İslâmî eğitim, İslam’ın işlevini yerine getirmesinde merkezî bir unsurdur, yol göstermekte, vahyedileni öğrenmeyi de içine aldığından adeta Güneş gibidir.
Nasıl ki Güneş söndüğünde dünya hem karanlığa bürünür hem nebat vermemeye başlar, var olan gıdalar da çürür, insanlar açlıktan ölür. İslâmî eğitim de kaybolup gittiğinde Müslümanlar karanlıkta kalır, önünü göremez, İslâmî bilgiler unutulur, eserler çürür ve Müslümanlar yeryüzünden silinip gider.

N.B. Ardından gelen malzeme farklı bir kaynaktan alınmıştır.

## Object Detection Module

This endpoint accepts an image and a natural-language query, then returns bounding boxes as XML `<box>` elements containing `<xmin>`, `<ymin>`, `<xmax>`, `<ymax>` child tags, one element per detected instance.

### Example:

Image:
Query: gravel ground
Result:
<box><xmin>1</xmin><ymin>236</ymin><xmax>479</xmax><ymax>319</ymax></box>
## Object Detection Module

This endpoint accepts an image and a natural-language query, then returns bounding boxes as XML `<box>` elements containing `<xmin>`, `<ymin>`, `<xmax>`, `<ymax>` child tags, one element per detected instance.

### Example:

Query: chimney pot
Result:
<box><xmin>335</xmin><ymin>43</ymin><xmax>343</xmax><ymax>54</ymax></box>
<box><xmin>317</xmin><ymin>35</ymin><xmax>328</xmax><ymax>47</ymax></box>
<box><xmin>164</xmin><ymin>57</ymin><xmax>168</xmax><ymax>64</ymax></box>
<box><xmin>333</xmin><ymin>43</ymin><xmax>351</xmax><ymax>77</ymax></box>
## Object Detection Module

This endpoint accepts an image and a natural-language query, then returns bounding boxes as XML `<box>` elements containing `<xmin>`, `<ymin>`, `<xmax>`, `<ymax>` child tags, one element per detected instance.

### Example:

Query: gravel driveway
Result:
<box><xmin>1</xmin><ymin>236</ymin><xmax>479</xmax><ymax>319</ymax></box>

Dolayısıyla nasıl ki yeryüzünde hayatın idamesi Güneşin varlığına bağlı ise İslâmî bir hayatın devamı da İslâmî bir eğitimin devamına bağlıdır.
Nasıl ki bir bitkinin sağlıklı büyümesi güneş ışığını almasını gerektiriyorsa bir Müslüman evladının iyi gelişmesi de iyi bir İslâmî eğitim almasına bağlıdır.

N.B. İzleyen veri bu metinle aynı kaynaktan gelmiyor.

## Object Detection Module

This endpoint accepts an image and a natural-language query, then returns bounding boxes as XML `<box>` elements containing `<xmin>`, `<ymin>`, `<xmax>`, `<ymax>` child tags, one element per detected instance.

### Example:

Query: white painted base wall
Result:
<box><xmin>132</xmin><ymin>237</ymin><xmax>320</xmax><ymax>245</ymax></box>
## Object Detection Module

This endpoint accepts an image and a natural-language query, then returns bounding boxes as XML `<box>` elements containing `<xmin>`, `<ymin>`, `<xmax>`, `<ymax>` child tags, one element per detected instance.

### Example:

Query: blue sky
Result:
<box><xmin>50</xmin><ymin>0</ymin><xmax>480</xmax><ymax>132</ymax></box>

O evladın toprağı, temiz bir ortam; suyu zikir; havası edeptir. Bu unsurlar tamamlandığında ortaya insan-ı kâmil çıkar inşaallah.
MESCİD-İ NEBEVÎ’DEN KALAN BİR SÜNNET
İslâmî eğitimin icrası, hiç kuşkusuz mekân ister.

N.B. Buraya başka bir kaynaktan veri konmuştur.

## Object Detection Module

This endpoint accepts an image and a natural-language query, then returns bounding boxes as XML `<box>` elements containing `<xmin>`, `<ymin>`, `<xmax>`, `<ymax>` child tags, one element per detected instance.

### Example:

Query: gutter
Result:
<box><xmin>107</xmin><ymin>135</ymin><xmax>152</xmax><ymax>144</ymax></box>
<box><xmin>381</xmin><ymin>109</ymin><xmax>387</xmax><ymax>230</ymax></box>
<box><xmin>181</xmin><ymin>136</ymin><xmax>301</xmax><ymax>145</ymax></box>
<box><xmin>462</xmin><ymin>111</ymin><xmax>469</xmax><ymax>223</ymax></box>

Mekân bağlamında İslâmî eğitimin merkezi ise mesciddir/camidir. Zaman içinde hangi kurumlar gelişirse gelişsin cami, İslâmî eğitimde yer sahibi olmaya devam etmiştir.
İslâmî eğitimin mebdei, yani başlangıç noktası, vahyin gelmeye başladığı zamandır. O noktada Hz. Resûl-i Ekrem salallahü aleyhi vesellem’in eğitim mekânı önce evidir, sonra Kaʿbetü’llâh’tır. Kaʿbe’de eğitim mümkün olmayınca beşerden gelen hiçbir engeli aşılmaz görmeyen Hz. Resûl-i Ekrem, kırları ve Dârü’l-Erkâm’ı eğitim mekânı olarak kullanmıştır. Mekke günlerinde Dârü’l-Erkâm’ın yanında Müslümanların evleri de birer eğitim mekânıdır.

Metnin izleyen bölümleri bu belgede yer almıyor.